Strasburg usually starts off an at-bat with either fastball or a curve, mixing in the occasional sinker if the batter hits right-handed. He’ll throw the changeup at lefties regardless of the count but usually sticks with those first three pitches when he falls behind. But when he gets to two strikes, the gates open up and Strasburg turns to either the changeup (lefties) or curveball (righties) to finish the job.

Yet the threat of the fastball is always there. Strasburg still throws the four-seamer 27.5 percent of the time with two strikes, compared to his curveball at 32.2 and changeup at 31.5. Unfortunately for opposing hitters, waiting on the fastball often spells some ugly looking swings.

Strasburg maintains the same arm slot for his changeup that he uses when he throws both his fastball and curveball. The ball is released at the same point, cutting down on the amount of time opposing hitters have to distinguish what type of pitch is thrown. Then it follows the same flight path toward the plate.

That is, until it completely falls off the table.

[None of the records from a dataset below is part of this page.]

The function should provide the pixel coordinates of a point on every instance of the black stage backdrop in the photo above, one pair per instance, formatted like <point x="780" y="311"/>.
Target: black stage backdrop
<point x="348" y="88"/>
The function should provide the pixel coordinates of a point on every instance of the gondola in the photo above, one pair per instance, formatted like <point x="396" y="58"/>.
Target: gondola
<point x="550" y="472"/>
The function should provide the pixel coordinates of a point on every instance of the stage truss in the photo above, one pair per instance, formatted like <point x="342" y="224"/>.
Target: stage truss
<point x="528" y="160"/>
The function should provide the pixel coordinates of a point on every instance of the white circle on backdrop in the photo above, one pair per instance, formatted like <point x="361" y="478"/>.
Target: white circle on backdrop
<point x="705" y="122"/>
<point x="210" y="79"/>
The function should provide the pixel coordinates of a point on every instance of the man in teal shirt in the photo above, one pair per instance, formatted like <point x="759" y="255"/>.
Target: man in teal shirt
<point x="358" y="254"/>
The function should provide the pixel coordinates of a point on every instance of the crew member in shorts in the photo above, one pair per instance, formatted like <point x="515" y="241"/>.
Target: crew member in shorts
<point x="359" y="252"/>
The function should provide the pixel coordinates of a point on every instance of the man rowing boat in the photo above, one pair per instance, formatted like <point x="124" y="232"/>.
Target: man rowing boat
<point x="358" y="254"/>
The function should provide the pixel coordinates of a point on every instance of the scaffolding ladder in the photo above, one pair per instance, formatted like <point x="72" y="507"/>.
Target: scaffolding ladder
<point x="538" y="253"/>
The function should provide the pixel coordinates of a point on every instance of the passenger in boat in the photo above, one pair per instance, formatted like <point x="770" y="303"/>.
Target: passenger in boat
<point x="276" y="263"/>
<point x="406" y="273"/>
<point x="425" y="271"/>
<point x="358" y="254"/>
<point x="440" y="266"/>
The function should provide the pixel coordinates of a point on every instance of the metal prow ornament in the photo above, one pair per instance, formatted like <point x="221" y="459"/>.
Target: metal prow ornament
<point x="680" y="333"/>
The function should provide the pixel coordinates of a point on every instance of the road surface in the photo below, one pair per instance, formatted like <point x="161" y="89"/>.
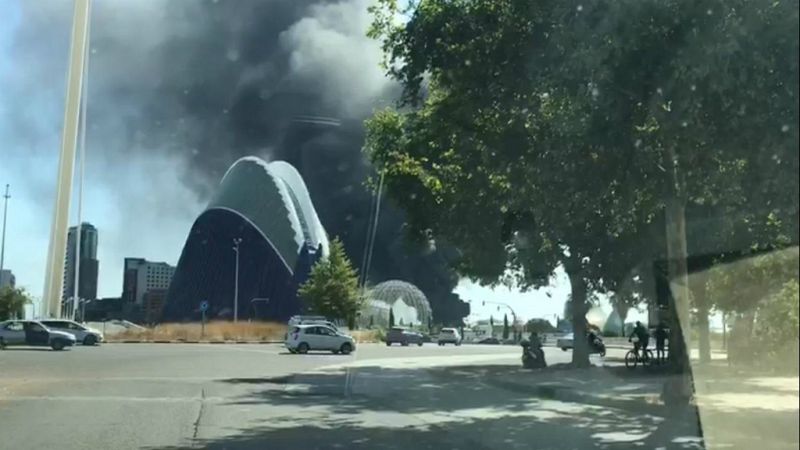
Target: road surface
<point x="154" y="396"/>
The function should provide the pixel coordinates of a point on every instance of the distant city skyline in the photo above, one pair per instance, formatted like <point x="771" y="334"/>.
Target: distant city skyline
<point x="88" y="269"/>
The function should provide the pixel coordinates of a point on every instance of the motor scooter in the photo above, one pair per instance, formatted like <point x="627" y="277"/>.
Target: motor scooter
<point x="532" y="356"/>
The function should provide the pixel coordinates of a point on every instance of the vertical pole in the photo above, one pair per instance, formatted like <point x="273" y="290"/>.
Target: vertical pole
<point x="81" y="166"/>
<point x="3" y="244"/>
<point x="54" y="275"/>
<point x="236" y="243"/>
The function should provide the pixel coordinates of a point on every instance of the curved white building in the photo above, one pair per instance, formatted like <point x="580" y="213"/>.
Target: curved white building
<point x="268" y="208"/>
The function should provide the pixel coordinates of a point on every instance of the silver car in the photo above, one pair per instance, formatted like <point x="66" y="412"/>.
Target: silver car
<point x="82" y="333"/>
<point x="33" y="333"/>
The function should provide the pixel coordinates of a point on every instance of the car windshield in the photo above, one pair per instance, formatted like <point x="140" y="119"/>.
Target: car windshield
<point x="396" y="224"/>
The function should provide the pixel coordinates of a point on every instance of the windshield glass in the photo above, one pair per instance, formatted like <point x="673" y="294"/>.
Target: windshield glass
<point x="397" y="224"/>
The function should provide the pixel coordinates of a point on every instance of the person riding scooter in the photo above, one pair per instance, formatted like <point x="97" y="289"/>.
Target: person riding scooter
<point x="596" y="344"/>
<point x="532" y="353"/>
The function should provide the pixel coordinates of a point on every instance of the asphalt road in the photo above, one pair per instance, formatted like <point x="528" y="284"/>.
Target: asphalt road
<point x="135" y="396"/>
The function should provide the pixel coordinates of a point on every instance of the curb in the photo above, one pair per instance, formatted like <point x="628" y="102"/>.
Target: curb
<point x="162" y="341"/>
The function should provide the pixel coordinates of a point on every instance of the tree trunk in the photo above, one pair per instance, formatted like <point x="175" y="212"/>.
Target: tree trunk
<point x="704" y="341"/>
<point x="622" y="312"/>
<point x="725" y="331"/>
<point x="679" y="284"/>
<point x="580" y="349"/>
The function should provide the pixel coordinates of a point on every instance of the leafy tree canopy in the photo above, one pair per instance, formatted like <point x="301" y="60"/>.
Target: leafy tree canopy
<point x="332" y="287"/>
<point x="12" y="302"/>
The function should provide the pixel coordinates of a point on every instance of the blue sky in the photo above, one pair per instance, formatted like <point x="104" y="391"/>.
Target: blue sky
<point x="125" y="199"/>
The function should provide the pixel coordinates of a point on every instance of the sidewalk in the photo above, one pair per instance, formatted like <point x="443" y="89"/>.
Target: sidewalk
<point x="734" y="410"/>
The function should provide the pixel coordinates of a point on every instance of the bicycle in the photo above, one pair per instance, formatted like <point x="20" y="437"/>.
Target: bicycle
<point x="633" y="358"/>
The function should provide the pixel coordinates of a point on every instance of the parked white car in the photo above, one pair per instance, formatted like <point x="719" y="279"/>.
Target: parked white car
<point x="449" y="336"/>
<point x="304" y="338"/>
<point x="83" y="334"/>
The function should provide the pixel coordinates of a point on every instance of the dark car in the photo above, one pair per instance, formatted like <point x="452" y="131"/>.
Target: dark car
<point x="403" y="337"/>
<point x="33" y="333"/>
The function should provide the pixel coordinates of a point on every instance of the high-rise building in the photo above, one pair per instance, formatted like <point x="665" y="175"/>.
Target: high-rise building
<point x="7" y="279"/>
<point x="87" y="284"/>
<point x="141" y="276"/>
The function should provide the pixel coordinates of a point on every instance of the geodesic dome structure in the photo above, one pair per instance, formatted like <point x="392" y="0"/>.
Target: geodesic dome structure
<point x="406" y="300"/>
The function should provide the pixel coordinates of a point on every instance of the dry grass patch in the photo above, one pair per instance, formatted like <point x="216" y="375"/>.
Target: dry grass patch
<point x="217" y="331"/>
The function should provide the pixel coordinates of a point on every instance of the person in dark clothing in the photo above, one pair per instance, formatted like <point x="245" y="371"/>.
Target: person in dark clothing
<point x="661" y="335"/>
<point x="642" y="339"/>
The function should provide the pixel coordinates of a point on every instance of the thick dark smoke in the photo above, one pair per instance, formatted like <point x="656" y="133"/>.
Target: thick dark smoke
<point x="202" y="83"/>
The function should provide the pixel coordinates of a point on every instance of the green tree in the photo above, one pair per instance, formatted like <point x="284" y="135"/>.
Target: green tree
<point x="539" y="326"/>
<point x="332" y="287"/>
<point x="12" y="302"/>
<point x="573" y="127"/>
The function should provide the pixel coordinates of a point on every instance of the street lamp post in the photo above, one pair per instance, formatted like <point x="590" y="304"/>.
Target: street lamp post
<point x="513" y="313"/>
<point x="236" y="242"/>
<point x="3" y="244"/>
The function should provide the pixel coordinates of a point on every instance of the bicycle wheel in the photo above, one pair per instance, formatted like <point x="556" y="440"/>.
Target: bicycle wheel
<point x="647" y="358"/>
<point x="631" y="359"/>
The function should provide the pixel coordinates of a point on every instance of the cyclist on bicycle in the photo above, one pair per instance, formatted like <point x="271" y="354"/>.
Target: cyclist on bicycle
<point x="642" y="339"/>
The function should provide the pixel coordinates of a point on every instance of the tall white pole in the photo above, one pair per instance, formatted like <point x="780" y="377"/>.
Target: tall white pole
<point x="236" y="243"/>
<point x="3" y="244"/>
<point x="54" y="275"/>
<point x="81" y="167"/>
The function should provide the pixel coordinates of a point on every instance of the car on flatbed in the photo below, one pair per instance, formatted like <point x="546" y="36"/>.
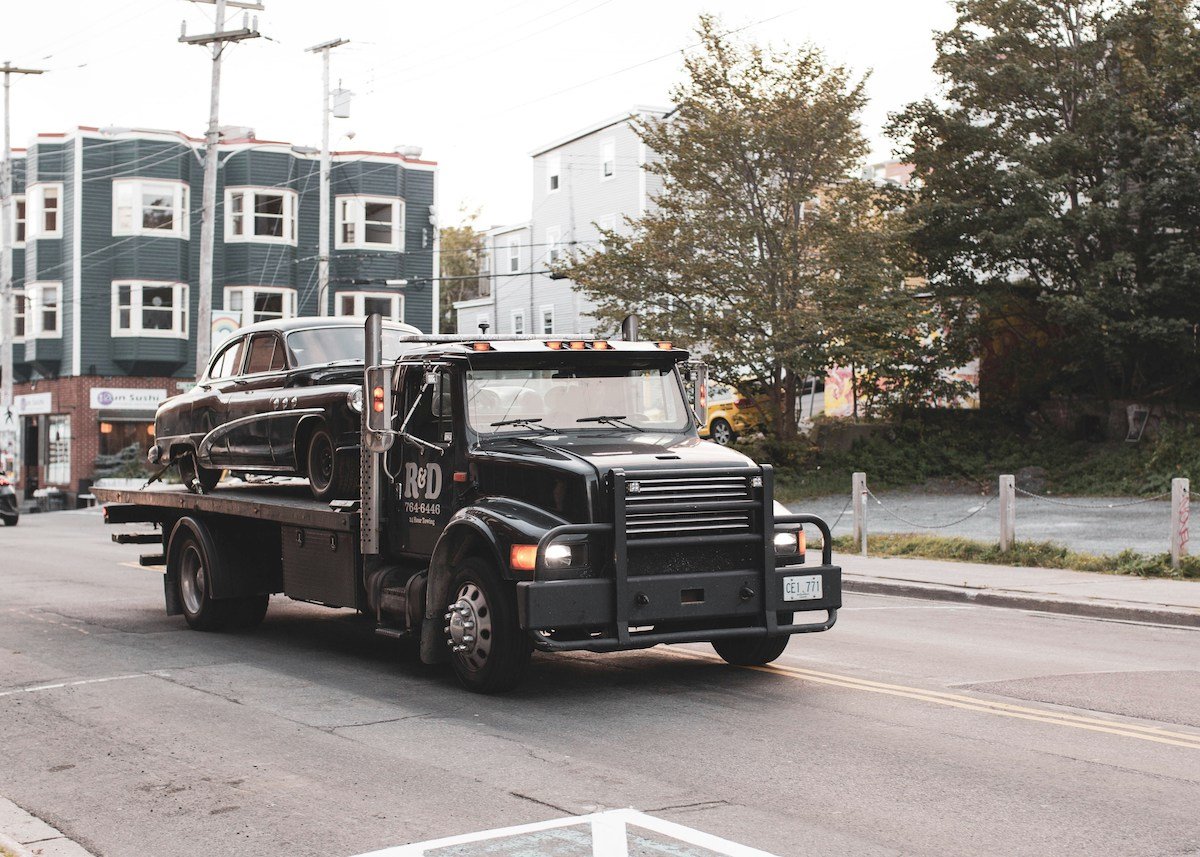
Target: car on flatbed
<point x="280" y="397"/>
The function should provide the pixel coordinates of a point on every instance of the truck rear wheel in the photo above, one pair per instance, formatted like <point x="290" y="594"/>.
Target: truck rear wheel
<point x="489" y="649"/>
<point x="201" y="610"/>
<point x="751" y="651"/>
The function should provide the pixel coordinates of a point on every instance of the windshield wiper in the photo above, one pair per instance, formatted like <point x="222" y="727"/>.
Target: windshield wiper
<point x="613" y="420"/>
<point x="527" y="421"/>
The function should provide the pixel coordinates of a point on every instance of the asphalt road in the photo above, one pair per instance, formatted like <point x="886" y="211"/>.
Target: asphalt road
<point x="1092" y="525"/>
<point x="911" y="727"/>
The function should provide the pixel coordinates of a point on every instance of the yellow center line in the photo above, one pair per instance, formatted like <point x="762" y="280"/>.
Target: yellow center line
<point x="1127" y="730"/>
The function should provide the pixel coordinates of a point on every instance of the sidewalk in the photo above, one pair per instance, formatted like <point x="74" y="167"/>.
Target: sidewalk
<point x="1080" y="593"/>
<point x="27" y="835"/>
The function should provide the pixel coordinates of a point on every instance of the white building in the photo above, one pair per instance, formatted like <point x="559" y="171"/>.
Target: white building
<point x="586" y="181"/>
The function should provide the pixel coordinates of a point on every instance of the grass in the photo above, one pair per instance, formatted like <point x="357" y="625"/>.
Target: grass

The ball cuts toward his arm side, which means it dives down and away from lefties and down and in to righties—a lot like a cutter but with less speed. Strasburg throws it with as much strength as he does his fastball but the grip allows the ball to slip out of his fingers with a lot more movement; sometimes even Strasburg doesn’t know where it’s going.

 

As his changeup has developed over the years, so has Strasburg as a pitcher. No longer reliant on an upper-90s fastball to punch hitters out, the Nationals’ right-hander has shown the maturity to handle big moments and come through under pressure. Once a rattled starter who would allow two-run innings to turn into four-run innings, Strasburg is confident in his pitches to get him out of jams.

Especially the one that wasn’t even supposed to be his best pitch.